I spoke recently with Dena Beard, Director of The Lab, about this new initiative. Where did it come from? From her past history working in museums.

“It became very obvious, [working in a museum,] that the institution itself was preventing great art from being made, in many ways,” Beard told me.  “The restrictions, the frustrations, from having to work in a very strict set of rules and propositions. Many artists knew how to flaunt those restrictions and figure out ways to create a sense of freedom outside of that. But I began to feel like if there were an opportunity for artists to remake the institution itself, we'd see things that allow us even more freedom,” she explains.

Hence this new initiative at The Lab, in which Beard will be putting her money where her mouth is (pun very much intended). By providing the artists with this sizable stipend and keys to its facilities, The Lab will essentially be paying artists to live and work for a set period of time. And considering The Lab is a nonprofit endeavor without the sizable endowments or top-dollar donors that other arts institutions have, it needs your help to accomplish this goal.

Direct fundraising has a visceral impact, too, on the audiences served by its art, explains Beard. “In many ways, [crowdsourcing] is enormously important for the sense of complicity that we need for the work that we do,” she says. “I'm interested in how art becomes a way of reflecting upon systems that don't necessarily work anymore. These longer-term projects and residencies are about labor and creative labor. They're about re-thinking the function and the role of the artist in contemporary society, and allowing the project of art to have that effect on us — to change our systems in that sense.”

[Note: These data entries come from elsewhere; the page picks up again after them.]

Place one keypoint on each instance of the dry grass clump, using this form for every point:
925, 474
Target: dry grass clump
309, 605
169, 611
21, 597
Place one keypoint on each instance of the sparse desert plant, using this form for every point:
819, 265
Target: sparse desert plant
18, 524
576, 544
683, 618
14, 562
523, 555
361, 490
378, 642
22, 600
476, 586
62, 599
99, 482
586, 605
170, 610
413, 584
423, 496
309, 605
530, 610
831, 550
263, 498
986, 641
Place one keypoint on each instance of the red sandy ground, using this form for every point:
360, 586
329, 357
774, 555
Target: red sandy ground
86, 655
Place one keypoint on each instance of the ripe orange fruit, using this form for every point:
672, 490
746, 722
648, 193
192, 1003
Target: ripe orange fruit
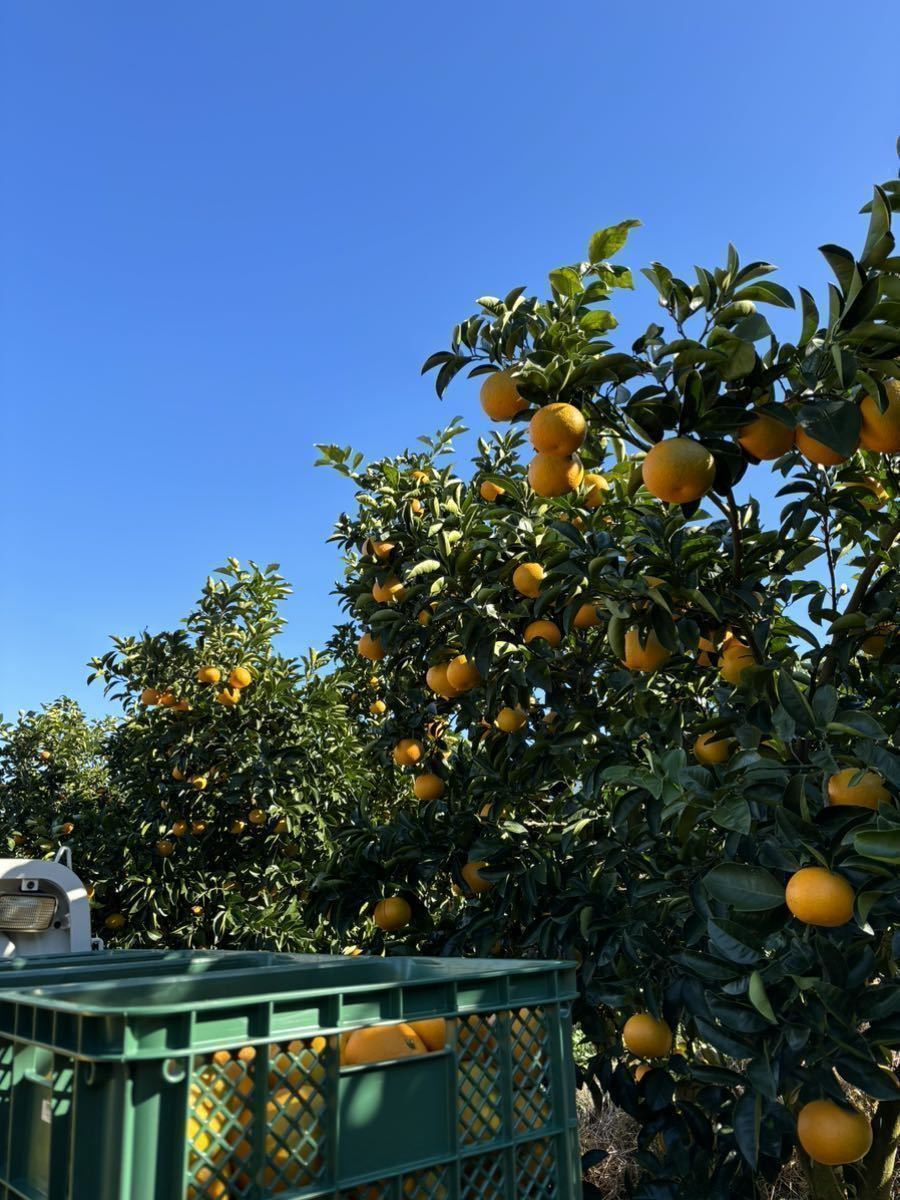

As we all know, San Francisco is not an especially hospitable place for artists these days. Changing this is an uphill battle, and often, for artists themselves, a matter of survival or eviction. The Lab is doing what it can to change this. Beard reflects: “Looking at the numbers — we did give more than a third of our budget to artists [in 2015]. We did provide room and space for this kind of [non-institutional] work. We make little changes, year by year, improving the model. And a lot of other institutions have been reaching out to me, calling me up, asking for advice on how to change their ways of working. So, I do think that simply by stating it loudly and clearly, people do take notice.”

Let's take notice, indeed. Please donate whatever you can to this project and ensure that San Francisco remains not just a place for Art with a capital “A,” but for those living and working to expand its fringes.